Weaving Indigenous and Western Ways of Knowing in Land and Water Conservation: Synthesis & Recommendations Towards Effective, Mutually Respectful and Beneficial Collaborations
Jeff Sha, MLWS 2021
Under the growing threat of climate change, the constraints of western scientific frameworks are becoming more apparent in the context of land, water, and resource management. As such, calls for bridging or weaving multiple ways of knowing, such as Indigenous knowledge, have been on the rise. Past interactions between Indigenous knowledge holders and Western scientists and decision-makers have been hampered by concerns regarding philosophical differences, cultural differences, Indigenous rights, and competing objectives. Despite a healthy number of interactions, synthesis of interactions and collaborations between Indigenous knowledge holders and western-counterparts have been scarce.

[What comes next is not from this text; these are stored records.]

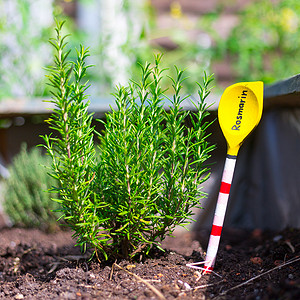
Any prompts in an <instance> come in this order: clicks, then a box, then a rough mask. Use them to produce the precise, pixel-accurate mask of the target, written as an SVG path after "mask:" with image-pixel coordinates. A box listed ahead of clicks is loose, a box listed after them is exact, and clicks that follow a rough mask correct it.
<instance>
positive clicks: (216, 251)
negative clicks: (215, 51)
mask: <svg viewBox="0 0 300 300" xmlns="http://www.w3.org/2000/svg"><path fill="white" fill-rule="evenodd" d="M262 110H263V83H262V82H261V81H257V82H241V83H236V84H234V85H231V86H230V87H228V88H227V89H226V90H225V91H224V93H223V95H222V97H221V100H220V103H219V108H218V119H219V123H220V126H221V129H222V132H223V134H224V137H225V139H226V141H227V156H226V161H225V165H224V170H223V176H222V182H221V187H220V192H219V196H218V201H217V206H216V210H215V215H214V220H213V225H212V230H211V234H210V238H209V243H208V248H207V254H206V258H205V261H204V262H200V263H192V264H189V265H188V266H190V267H192V268H196V269H201V270H203V274H205V273H210V272H212V270H213V268H214V264H215V260H216V256H217V252H218V248H219V243H220V238H221V232H222V228H223V223H224V218H225V213H226V208H227V203H228V198H229V192H230V187H231V182H232V178H233V173H234V168H235V163H236V157H237V154H238V151H239V149H240V147H241V145H242V143H243V142H244V140H245V139H246V137H247V136H248V135H249V134H250V133H251V132H252V131H253V130H254V128H255V127H256V126H257V125H258V123H259V121H260V119H261V115H262ZM199 264H204V268H202V267H197V266H196V265H199Z"/></svg>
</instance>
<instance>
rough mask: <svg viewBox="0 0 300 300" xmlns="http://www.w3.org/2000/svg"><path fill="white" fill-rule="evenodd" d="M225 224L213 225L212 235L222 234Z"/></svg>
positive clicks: (211, 229) (218, 235)
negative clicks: (222, 224) (221, 232)
mask: <svg viewBox="0 0 300 300" xmlns="http://www.w3.org/2000/svg"><path fill="white" fill-rule="evenodd" d="M222 228H223V226H217V225H213V226H212V229H211V233H210V234H211V235H215V236H221V232H222Z"/></svg>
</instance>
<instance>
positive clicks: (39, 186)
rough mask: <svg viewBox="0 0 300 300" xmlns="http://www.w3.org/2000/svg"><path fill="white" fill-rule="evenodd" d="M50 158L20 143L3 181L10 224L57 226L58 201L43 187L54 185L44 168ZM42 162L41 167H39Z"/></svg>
mask: <svg viewBox="0 0 300 300" xmlns="http://www.w3.org/2000/svg"><path fill="white" fill-rule="evenodd" d="M50 165H51V159H50V158H49V157H47V156H45V155H42V154H41V151H40V150H39V149H36V148H33V149H32V150H30V151H27V148H26V145H25V144H24V145H22V148H21V151H20V153H19V154H18V155H17V156H16V157H15V158H14V159H13V163H12V165H11V166H10V167H9V173H10V176H9V178H8V179H7V180H5V182H4V203H3V207H4V210H5V212H6V214H7V215H8V216H9V218H10V219H11V221H12V222H13V224H15V225H17V226H22V227H38V228H40V229H43V230H45V231H51V230H54V229H55V228H56V227H57V219H58V218H59V214H58V213H57V212H55V211H54V210H55V209H57V208H58V205H57V203H55V202H54V201H52V200H51V197H50V194H49V193H47V192H46V191H47V190H48V189H50V188H51V187H52V186H55V185H57V183H56V181H55V180H54V179H53V178H51V177H50V176H49V175H48V174H47V172H48V170H47V169H46V168H45V167H46V166H47V167H48V168H49V167H50ZM41 166H42V167H41Z"/></svg>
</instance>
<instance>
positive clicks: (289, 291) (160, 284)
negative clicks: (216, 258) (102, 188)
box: [0, 228, 300, 300]
mask: <svg viewBox="0 0 300 300" xmlns="http://www.w3.org/2000/svg"><path fill="white" fill-rule="evenodd" d="M199 240H200V242H201V243H203V242H202V240H201V235H200V234H195V233H188V232H182V231H180V232H179V233H177V236H176V237H175V238H168V239H167V240H166V241H165V242H164V243H163V247H164V249H166V251H165V252H160V251H156V252H155V253H153V254H152V255H153V257H152V258H146V259H143V260H141V261H134V262H131V261H126V260H121V261H117V262H101V263H99V262H98V261H97V260H96V259H93V260H92V261H89V260H88V255H82V254H81V253H80V250H79V249H78V248H77V247H74V244H75V241H74V240H73V239H72V236H71V233H70V232H64V231H59V232H57V233H55V234H46V233H43V232H41V231H39V230H36V229H20V228H2V229H1V230H0V298H1V299H139V300H141V299H239V300H240V299H300V276H299V275H300V230H299V229H286V230H285V231H283V232H279V233H265V232H262V231H260V230H254V231H252V232H249V233H246V232H242V233H241V232H239V233H237V232H235V231H231V232H230V231H229V233H228V232H227V234H226V232H225V234H224V236H222V242H221V245H220V249H219V252H218V258H217V262H216V267H215V272H216V274H211V275H204V276H201V273H200V272H199V271H198V270H196V269H192V268H189V267H187V266H186V265H187V264H188V263H192V262H198V261H202V260H203V255H204V251H203V249H202V247H201V244H200V243H199Z"/></svg>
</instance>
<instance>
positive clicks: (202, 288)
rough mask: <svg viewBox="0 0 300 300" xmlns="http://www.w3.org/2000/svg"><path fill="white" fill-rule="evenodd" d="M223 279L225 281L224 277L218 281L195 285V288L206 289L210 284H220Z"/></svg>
mask: <svg viewBox="0 0 300 300" xmlns="http://www.w3.org/2000/svg"><path fill="white" fill-rule="evenodd" d="M223 281H224V279H223V280H220V281H219V282H216V283H208V284H202V285H198V286H196V287H194V288H193V290H194V291H196V290H199V289H205V288H208V287H210V286H214V285H218V284H220V283H221V282H223Z"/></svg>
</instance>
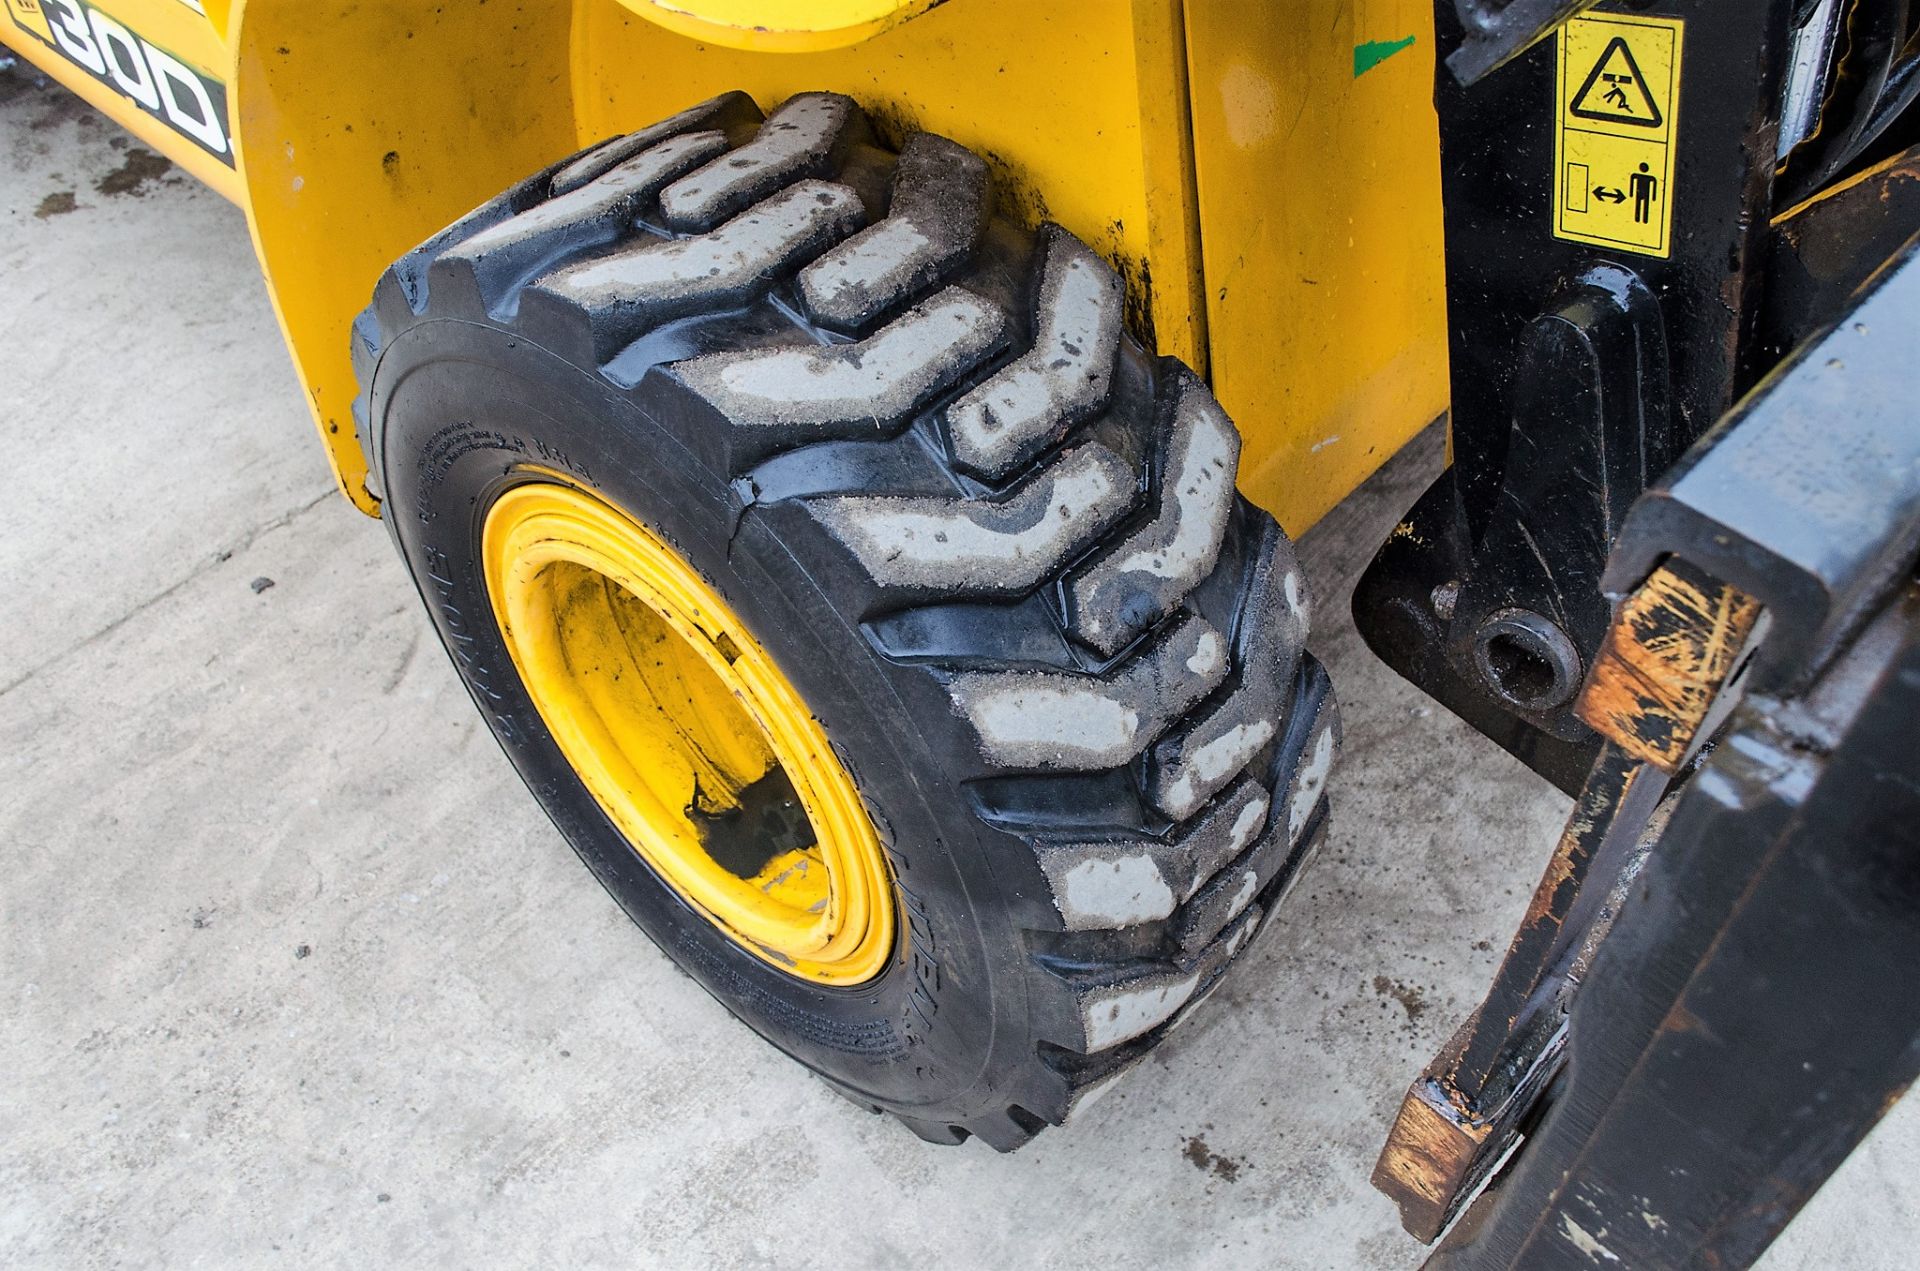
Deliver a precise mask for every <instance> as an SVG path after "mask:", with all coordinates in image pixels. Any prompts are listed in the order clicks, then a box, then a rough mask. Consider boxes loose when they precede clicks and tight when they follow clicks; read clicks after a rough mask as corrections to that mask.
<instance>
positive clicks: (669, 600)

Through a literature review, a synthesis of these interactions, lessons learned, and a set of recommendations are provided in hopes to contribute to having effective, mutually respectful, and beneficial collaborations in the future. The literature review revealed that Indigenous worldviews and those of western science have differing philosophical roots that translate into how they approach conservation and management. In addressing these difficulties, I present a set of recommendations to empower Indigenous rights, involvement and voices, the Mi’kmaw Two-Eyed Seeing approach as well as three case studies as examples of effective, meaningful, mutually respectful and beneficial collaborations. The text concludes with an invitation for readers to reflect on their position in this conversation and explore the supplemented reading lists at their interest.